The number of fatal overdoses in British Columbia remained about 100 for the third month in a row in February.

One hundred and two British Columbians died from fatal overdoses last month – a 73% increase over the February 2016.

One bright spot: the number of fatal overdoses actually decreased slightly for the second month in a row – down from 117 in January and 142 in December.

“While I’m very relieved to see that the numbers have not continued to increase over the last two months, we are still losing cherished members of our communities at a terrible rate,” says Lisa Lapointe, BC’s Chief Coroner. “People are dying in far higher numbers than we’ve ever seen, and a slight decrease in fatalities from the previous month should not be seen as any indication that the risk has decreased.”

In fact, Northern Health’s Northern Interior region actually saw an increase – five overdose deaths in February after just one in January. For Northern Health as a whole, there were 52 fatal overdoses in 2016.

Overall, the numbers still point to a continuing deadly trend. In the first two months of 2016, 143 people in the province died from fatal overdoses. In 2017, the total was 219. If these numbers continue, 2017 will far exceed 2016’s death toll – with 109 deaths per month compared to 77.

In Prince George, there have been four fatal overdoses so far this year – one in January and three in February.

Men make up 83% of fatal overdoses and 75% are people between the ages of 19 and 49. Cocaine is detected in about half of these deaths, with fentanyl and heroin each showing up in about 40% of cases. In 2014, the majority of overdoses occurred on Saturday and Sunday. Those number have since flattened out. so far in 2017, Mondays are the only weekday to see an average of fewer than 30 overdoses. Saturdays have seen an average of 36 fatal overdoses so far this year.

Coroner Lapointe has also noted that 89% of fatal overdoses happen inside – and most of those occur in homes. Not a single fatal overdose has been recorded at any of the province’s supervised consumption or overdose prevention sites.

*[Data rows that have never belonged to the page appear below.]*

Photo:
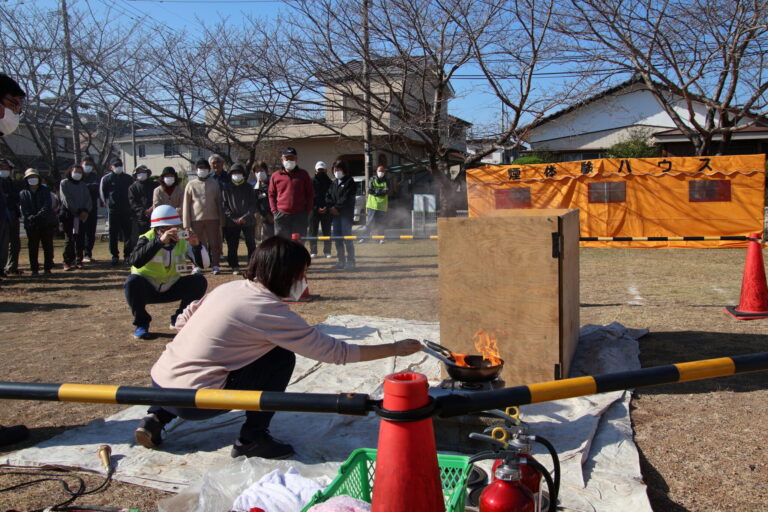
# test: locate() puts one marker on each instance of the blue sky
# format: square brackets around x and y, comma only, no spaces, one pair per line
[470,103]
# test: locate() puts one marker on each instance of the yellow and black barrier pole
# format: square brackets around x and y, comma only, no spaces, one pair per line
[731,238]
[454,404]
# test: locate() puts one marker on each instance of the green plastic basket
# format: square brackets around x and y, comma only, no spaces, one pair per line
[355,479]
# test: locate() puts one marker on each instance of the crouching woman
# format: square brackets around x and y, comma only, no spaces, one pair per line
[243,336]
[159,255]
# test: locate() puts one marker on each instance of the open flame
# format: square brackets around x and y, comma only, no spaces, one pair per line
[485,343]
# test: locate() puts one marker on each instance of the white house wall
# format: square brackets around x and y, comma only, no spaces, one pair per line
[590,126]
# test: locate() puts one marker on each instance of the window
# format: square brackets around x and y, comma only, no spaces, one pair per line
[170,149]
[608,192]
[702,191]
[513,198]
[64,144]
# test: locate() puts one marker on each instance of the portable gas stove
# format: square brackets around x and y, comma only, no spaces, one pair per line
[452,434]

“This is evidence that these sites are saving lives. People need to be encouraged to visit these sites as the majority of deaths are occurring when people use illicit substances without medical attention or assistance nearby.”

On February 17, Federal Health Minister Jane Philpott announced $10 million in federal funding for British Columbia, to support the provincial response to the crisis; the provincial government ponied up an additional $5 million. BC contends that it is making progress on the issue.

Philpott also earmarked $65 million over five years to support the national response to opioid overdoses, overdose deaths and actions outlined in the Opioid Action Plan, which includes education initiatives, tighter prescribing practices to reduce access to opioids and better treatment options.

BC declared the opioid overdose crisis a public health emergency in April 2016 after more than 220 people died in the first three months of the year.

There have been so many fatal overdoses that the BC Coroner’s Service has been overwhelmed. In January, Lapointe announced that her office was so behind on testing for fetanyl that it would not be providing an update on fentanyl-related overdoses for December. It now says that an update will be available in April.